Chapter 6. Difficulty Level and Barrier Detection
6.1 Barrier Detection
As mentioned above, Ko et al. [37] have identified several barriers. Our own data
involving the students we monitored in help sessions, suggested a simpler classification scheme: algorithm design issues and difficulty with correcting incorrect output. However, by the time the difficulty studies were done in the course, issues with using this tool has been ironed out.
Therefore, we decided to determine if it was possible to automatically distinguish between design and incorrect output barriers.
Our recordings of the help sessions provided us with the data required to make this distinction. As before, we used coders to derive this information. To enable this process, we
developed a variation of the video observation tool of Figure 3.13 (chapter 3), which shows all segments where participants asked for help, and enables observers to identify the barriers the participants face. The coders agreed on 44 out of 50 difficulty points (k=0.79). 66% of these were classified as design barriers and 34% as incorrect output.

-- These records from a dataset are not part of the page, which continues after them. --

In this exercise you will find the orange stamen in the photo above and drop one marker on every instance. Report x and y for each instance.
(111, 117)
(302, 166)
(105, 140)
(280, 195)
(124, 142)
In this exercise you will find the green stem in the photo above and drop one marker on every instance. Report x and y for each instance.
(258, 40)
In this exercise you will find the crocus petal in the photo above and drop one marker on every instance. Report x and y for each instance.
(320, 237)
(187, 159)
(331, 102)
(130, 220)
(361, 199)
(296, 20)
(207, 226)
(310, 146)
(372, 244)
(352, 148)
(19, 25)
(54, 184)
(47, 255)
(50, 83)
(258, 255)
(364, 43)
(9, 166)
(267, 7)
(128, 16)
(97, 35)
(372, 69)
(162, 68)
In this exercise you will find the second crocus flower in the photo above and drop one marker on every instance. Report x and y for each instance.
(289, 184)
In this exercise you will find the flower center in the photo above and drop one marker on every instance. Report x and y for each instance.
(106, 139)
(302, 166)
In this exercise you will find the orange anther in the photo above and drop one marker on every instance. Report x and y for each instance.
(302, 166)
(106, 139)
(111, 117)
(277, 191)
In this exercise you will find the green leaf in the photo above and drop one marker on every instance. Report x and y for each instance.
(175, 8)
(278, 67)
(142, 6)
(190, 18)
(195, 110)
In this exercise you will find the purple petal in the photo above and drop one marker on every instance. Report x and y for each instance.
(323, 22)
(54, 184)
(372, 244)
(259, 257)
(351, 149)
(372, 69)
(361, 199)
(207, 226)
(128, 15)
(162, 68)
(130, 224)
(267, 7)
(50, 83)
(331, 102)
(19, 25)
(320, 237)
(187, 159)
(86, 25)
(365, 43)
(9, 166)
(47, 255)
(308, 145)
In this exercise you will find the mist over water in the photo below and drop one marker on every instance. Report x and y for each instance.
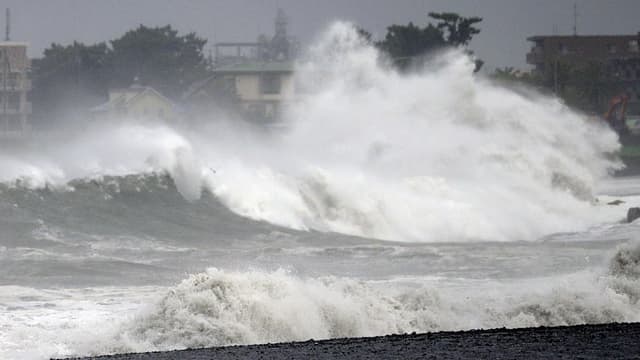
(381, 203)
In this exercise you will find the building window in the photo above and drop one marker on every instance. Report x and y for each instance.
(270, 84)
(13, 102)
(563, 49)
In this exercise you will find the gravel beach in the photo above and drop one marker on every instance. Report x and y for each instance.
(619, 341)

Now that we had ground truth, we had to identify appropriate features to automatically detect the barriers. Based on our observations of the recordings around difficulty points, we found the following: When programmers had incorrect output, the frequency of debug commands increased and the frequency of edit commands decreased. When they had design problems, they spent a large amount of time outside of the programming environment.

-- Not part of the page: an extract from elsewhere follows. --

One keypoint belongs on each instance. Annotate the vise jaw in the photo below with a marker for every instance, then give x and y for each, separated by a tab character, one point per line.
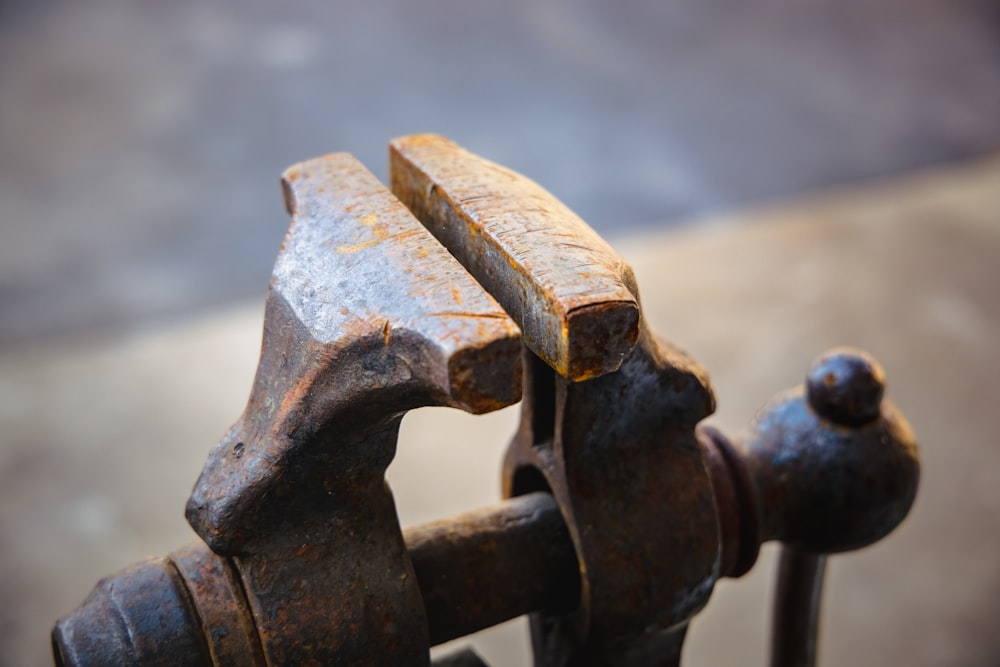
468	285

The feature set of our difficulty detection tool had been deliberately chosen to ignore wall-clock time. The reason was that we wanted to prevent our mechanism from classifying idle phases as difficult ones. Based on the observations above, it seemed we now had to consider the passage of time. We envisioned a two-phase difficulty detection scheme in which, first our previous time-independent detection features are used to determine difficulties, and then a new set of classification features is used to identify the barrier.
We included all of the previous detection features in the second classification set. In addition, we added features measuring the rate of interaction with the programming environment. The result was the following set of features. An asterisk indicates the previous detection features. Classification Features
(1) *Insertion ratio = # of insertions / # of total events. (2) *Deletion ratio = # of deletions/ # of total events. (3) *Navigation ratio = # of navigations/ # of total events.
(4) *Debug ratio = # of debugs / # of total events. (5) *Focus ratio = # of focus changes/ # of total events.
(6) Mean time between events = total time / # of total events.
(7) Mean insertion time = total insertion time/# of insertion events.
(8) Mean deletion time = total deletion time / # of deletion events.
(9) Mean focus time = total focus time/# of focus events.
(10) Mean navigation time = total navigation time/ # of navigation events. (11) Mean debug time = total debug time / # of debug events.
All of these times were measured in milliseconds. As before, we divided a log into 50- command segments, and computed these features independently for each segment.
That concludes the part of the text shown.